The Moody Blues, “In The Beginning”
Rob Crow: My first memory of ever listening to music—and it’s one of my first memories ever—would be when my dad propped me up in between a couple of his stereo speakers, and he handed me the album cover to The Moody Blues’ On The Threshold Of A Dream album. And the album cover is a swirling, black-purple-brown painting of a dying tree with a human eye and an ear, holding hands or roots or whatever with a big black vacuum-cleaner robot with a huge blue iris. And this robot, with its weird head or dome thing—it’s holding a giant rose in the clamp of its elongated telescopic arm. And this would be weird enough for a little kid.

So my dad puts the record on—this is the early ’70s—and the first thing you hear is like the sound of dread. I don’t know how to explain it without making sounds, but that doesn’t do much good. And from that moment on, I was just instilled with a sense of dread and kind of understood the infinite nature and uselessness of everything.
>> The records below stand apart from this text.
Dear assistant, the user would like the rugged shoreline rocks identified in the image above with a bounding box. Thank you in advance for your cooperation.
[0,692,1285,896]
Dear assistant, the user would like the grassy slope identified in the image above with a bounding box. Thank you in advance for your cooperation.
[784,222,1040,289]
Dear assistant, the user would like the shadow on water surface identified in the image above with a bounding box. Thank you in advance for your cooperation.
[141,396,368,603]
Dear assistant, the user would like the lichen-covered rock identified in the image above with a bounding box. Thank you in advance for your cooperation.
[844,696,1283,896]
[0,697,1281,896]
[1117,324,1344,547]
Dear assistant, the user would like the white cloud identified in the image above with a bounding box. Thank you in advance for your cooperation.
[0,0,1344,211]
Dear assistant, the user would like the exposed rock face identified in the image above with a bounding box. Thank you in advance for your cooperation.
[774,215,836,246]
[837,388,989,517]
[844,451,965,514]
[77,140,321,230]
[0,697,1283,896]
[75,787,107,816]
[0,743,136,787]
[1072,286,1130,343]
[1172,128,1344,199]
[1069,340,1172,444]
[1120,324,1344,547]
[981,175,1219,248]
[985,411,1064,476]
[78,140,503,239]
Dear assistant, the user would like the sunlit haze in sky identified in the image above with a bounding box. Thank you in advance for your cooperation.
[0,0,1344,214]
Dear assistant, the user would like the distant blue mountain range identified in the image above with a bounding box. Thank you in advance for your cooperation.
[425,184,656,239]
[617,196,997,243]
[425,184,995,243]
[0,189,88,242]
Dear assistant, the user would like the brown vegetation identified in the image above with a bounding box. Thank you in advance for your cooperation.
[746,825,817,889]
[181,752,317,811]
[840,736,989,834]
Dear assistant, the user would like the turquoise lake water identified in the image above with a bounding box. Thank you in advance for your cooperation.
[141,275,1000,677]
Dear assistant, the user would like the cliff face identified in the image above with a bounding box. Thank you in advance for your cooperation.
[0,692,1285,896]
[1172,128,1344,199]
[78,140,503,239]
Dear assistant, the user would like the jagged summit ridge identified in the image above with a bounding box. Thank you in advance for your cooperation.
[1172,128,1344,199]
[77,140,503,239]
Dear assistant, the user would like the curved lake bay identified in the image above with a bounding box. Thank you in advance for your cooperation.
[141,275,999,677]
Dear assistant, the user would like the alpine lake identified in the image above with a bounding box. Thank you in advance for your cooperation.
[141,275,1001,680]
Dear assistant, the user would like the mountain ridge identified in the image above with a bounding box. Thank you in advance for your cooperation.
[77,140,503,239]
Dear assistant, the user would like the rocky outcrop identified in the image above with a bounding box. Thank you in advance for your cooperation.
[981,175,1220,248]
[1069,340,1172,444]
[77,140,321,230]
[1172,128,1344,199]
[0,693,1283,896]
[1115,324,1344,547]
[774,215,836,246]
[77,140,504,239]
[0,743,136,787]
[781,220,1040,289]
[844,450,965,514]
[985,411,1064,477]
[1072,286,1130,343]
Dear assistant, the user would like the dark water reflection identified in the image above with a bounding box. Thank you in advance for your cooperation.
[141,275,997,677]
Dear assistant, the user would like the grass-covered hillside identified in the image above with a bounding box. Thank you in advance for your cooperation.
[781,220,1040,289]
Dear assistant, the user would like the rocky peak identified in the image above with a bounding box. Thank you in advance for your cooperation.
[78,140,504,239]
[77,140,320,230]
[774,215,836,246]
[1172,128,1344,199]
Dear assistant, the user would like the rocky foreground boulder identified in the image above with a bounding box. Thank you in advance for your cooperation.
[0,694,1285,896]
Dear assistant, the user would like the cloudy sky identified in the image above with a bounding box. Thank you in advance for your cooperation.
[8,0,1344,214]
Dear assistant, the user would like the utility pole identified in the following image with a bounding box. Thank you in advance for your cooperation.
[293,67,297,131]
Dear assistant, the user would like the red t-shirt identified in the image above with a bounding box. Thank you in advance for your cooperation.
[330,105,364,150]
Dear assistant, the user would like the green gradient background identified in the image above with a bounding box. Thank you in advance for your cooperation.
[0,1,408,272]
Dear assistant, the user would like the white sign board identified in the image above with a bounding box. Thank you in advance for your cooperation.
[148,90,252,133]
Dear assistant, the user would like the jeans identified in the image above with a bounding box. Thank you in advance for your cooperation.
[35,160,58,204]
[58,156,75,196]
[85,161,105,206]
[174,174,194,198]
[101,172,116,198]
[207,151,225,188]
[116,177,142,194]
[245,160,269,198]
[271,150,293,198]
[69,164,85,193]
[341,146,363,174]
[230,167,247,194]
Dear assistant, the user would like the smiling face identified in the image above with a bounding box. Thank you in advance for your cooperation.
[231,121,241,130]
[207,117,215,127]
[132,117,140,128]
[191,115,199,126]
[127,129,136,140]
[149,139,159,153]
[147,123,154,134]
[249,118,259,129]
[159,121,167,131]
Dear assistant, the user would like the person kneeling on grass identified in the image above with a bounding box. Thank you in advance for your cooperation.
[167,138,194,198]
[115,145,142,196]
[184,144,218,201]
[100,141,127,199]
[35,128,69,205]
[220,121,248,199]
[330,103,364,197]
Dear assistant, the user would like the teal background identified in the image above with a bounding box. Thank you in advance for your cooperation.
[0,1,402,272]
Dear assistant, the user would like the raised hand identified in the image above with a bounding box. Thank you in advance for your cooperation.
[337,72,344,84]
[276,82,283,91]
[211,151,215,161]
It sounds like what the space on the record looks like. It’s this high-pitched, electronic sound mixed with some roaring sounds, and low, eerie organ notes. And within the stereo image, you start hearing some voices come, and it sounds like they’re traveling all around the stereo image, until they just start coming at you really bad in the face, until it gets really, really scary—and then it stops. And then there’s nothing, except that one sound again. And there’s this voice, from out of nowhere—like an adaptation of René Descartes—saying, “I think I am, therefore I am, I think,” and all of a sudden this crazy sound comes on, and there’s a clicking and words, and it sounds like a killer giant robot coming at you, yelling at you for no reason. Then that stops, and then this guy starts talking again.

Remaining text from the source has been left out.